Julie Causton and George Theoharis created an inclusive education checklist from their fieldwork with hundreds of public schools on these practices.

In my school or district:

•  School administration and leaders are advocates for inclusive education.

•  The structure of our district integrates special education into the teaching and learning initiatives across the district.

•  We place all students in their home school (the school they would attend if they did not have a disability).

•  We educate all students in chronologically age-appropriate general education classrooms.

•  We do not send students to self-contained programs.

•  We spread out students with disabilities — and don’t cluster them in certain classrooms — using natural proportions.

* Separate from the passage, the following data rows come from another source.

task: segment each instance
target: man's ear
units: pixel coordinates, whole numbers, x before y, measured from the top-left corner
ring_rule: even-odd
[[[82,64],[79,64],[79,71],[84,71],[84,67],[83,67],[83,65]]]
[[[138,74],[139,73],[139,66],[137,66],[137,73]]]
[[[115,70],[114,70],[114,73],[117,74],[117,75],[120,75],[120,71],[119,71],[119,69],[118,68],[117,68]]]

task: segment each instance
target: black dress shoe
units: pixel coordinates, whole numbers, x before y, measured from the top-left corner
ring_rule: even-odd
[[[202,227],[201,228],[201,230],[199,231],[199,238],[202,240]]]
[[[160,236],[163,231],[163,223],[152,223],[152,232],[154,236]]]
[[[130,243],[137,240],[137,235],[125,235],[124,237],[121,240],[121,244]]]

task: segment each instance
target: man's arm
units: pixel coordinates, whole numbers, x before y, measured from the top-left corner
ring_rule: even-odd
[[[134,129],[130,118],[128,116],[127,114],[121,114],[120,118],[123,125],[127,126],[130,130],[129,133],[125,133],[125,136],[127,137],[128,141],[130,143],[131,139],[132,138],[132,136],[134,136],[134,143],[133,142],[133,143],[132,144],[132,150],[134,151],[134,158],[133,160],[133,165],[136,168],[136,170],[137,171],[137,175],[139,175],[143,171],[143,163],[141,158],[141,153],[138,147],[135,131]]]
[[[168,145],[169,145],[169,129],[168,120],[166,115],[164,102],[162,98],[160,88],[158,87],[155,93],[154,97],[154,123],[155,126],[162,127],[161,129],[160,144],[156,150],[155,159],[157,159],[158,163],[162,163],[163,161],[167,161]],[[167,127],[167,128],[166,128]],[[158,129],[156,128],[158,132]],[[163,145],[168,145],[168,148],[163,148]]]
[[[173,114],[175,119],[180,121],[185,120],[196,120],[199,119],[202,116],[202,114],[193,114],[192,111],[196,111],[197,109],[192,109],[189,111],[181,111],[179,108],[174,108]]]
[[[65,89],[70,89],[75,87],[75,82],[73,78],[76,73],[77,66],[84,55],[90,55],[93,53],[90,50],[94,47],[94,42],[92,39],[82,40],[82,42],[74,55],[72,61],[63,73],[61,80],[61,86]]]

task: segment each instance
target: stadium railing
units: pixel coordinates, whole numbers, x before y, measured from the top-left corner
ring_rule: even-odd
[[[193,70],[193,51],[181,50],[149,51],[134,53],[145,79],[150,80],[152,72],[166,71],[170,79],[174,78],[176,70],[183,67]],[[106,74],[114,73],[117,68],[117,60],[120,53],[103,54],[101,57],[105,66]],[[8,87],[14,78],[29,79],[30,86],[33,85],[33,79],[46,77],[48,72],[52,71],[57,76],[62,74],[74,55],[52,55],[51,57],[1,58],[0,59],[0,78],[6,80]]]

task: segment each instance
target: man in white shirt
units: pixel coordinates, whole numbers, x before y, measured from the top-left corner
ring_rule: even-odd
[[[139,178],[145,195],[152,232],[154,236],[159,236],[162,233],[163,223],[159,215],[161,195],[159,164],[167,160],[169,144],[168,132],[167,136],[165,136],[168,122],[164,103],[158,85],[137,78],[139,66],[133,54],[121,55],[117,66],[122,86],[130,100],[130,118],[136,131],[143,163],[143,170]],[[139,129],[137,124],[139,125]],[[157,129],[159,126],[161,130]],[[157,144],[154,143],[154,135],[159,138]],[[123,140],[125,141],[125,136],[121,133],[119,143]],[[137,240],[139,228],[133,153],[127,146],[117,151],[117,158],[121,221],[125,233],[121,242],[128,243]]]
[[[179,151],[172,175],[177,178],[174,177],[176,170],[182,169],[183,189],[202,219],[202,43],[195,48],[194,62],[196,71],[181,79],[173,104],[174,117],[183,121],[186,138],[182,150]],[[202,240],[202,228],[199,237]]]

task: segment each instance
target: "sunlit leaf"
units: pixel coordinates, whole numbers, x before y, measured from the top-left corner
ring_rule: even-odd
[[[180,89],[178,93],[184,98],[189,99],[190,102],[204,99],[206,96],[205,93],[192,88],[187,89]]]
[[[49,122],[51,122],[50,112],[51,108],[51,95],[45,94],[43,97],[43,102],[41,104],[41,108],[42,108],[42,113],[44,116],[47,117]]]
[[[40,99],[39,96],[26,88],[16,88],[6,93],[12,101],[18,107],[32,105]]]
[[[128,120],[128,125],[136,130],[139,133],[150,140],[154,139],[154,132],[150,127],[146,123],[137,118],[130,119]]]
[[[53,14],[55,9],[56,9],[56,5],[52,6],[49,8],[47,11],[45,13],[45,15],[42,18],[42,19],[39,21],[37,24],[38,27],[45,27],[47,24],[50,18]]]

•  We have an ongoing service delivery process that adjusts the staffing and collaboration among teachers each year in response to student needs.

•  We arrange all educators (general and -special educators) to teams of heterogeneous groups of students.

•  We believe related services are portable and deliver them seamlessly in the context of general education classrooms.

•  All teachers engaged in collaborative inclusive services have ample co-planning time.

•  We teach all teachers to differentiate content, process and assessment.

•  We teach all teachers to know how to handle challenging behavior in thoughtful and kind ways.

•  We find ways for increased support to come from teachers instead of paraprofessionals and move away from 1:1 types of support.

•  We teach our paraprofessionals how to support students in inclusive settings and about the specific needs of the students they are supporting.

•  We have built-in time for communication between teachers and paraprofessionals.